Based on our bioinformatic screening, we identified close to 2000 sites that satisfied all of our criteria (Table S1). We chose five sites that varied significantly in size (GSH1, -2, -7, -8, and -31) and designed guide RNAs (gRNA) targeting these sites as well as possessing high on- and off-target scores (high on-target and low off-target activities) (Figures 1C and 1D). Characterization of the evaluated GSHs involved experimental assessment of the durability and safety of transgene expression from these sites (Figure 1E). First, successful GSH integrations were confirmed by PCR-based genotyping of the targeted locus to confirm the presence of the gene of interest. Second, the durability of expression was verified by long-term in vitro culture of studied primary and immortalized cells bearing transgene integration in predicted GSHs. Finally, the safety of the predicted sites was assessed in the context of insertional oncogenesis. For that, we used bulk and single-cell RNA-seqg to study changes in gene expression following the long-term culture of GSH-integrated cells.
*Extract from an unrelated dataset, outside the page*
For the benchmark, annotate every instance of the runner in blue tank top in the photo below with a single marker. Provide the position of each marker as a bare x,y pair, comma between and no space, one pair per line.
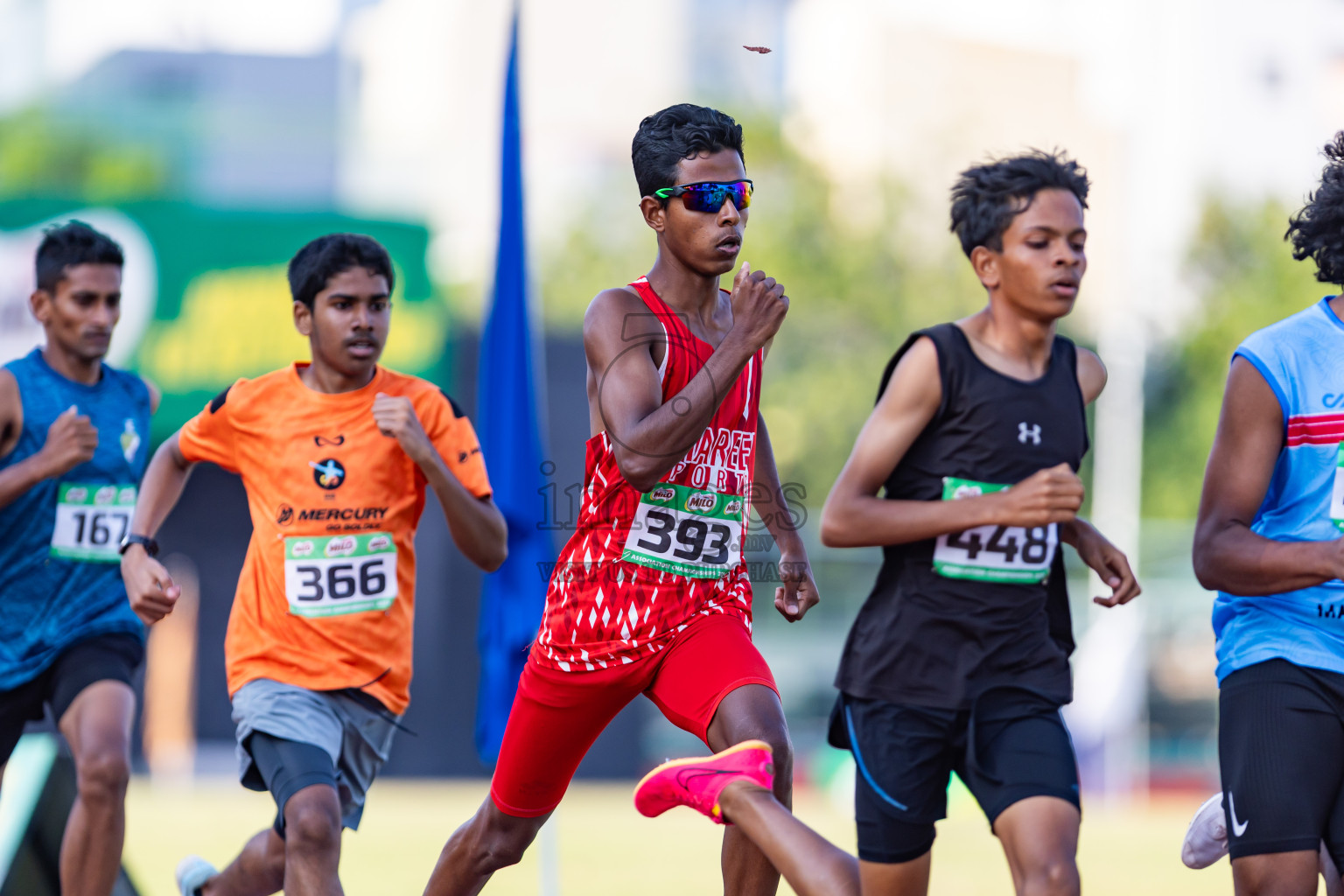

The absence of the upregulation of genes driving oncogenic cellular proliferation, an occasional devastating side effect of discussed integrative viral gene delivery methods, was used as a criterion for GSH safety.
Experimental validation of bioinformatically identified GSH sites by targeted transgene integration in human cell lines
To experimentally assess transgene expression from the five predicted GSH sites, we performed targeted integration of a gene construct encoding a red fluorescence reporter protein (mRuby) into two common human cell lines: HEK293T and Jurkat cells. HEK293 are used frequently for medium- to large-scale production of recombinant proteins (Chin et al., 2019). Thus, identifying GSH in HEK293 would be relevant for protein manufacturing. The Jurkat cell line was derived from the T cells of a pediatric patient with acute lymphoblastic leukemia (Abraham and Weiss, 2004) and has been used extensively for assessing the functionality of engineered immune receptors; therefore, the discovery of GSH in this cell line supports applications in T cell therapies (Roybal et al., 2016; Vazquez-Lombardi et al., 2020). For the integration of mRuby, we used a CRISPR/Cas9-based genome editing strategy that uses the precise integration into target chromosome (PITCh) method (Nakade et al., 2014; Sakuma et al., 2016), assisted by microhomology-mediated end-joining (MMEJ) (Sfeir and Symington, 2015). This approach uses a reporter-bearing plasmid possessing short microhomology sequences flanked by gRNA-binding sites. Once inside the cell, the reporter gene, together with microhomologies directed against the candidate GSH site, are liberated from the plasmid by Cas9-generated double-stranded breaks (DSBs) at gRNA-binding sites on the PITCh donor plasmid. A different gRNA-Cas9 pair generates DSBs at the candidate GSH locus, and the freed reporter gene with flanking microhomologies is integrated by exploiting the MMEJ repair pathway (Figures 2A and 2B). This PITCh MMEJ approach allowed us to rapidly generate donor plasmids targeted against different predicted safe harbor sites, in contrast to the more elaborate process of cloning long homology arms (i.e., >300 bp) required for homology-directed repair (HDR). The error-prone mechanism of MMEJ-mediated integration did not represent a substantial concern since the targeted sites are distanced from any identified coding or regulatory element, and thus mutations arising following the integration are unlikely to invoke any detrimental changes.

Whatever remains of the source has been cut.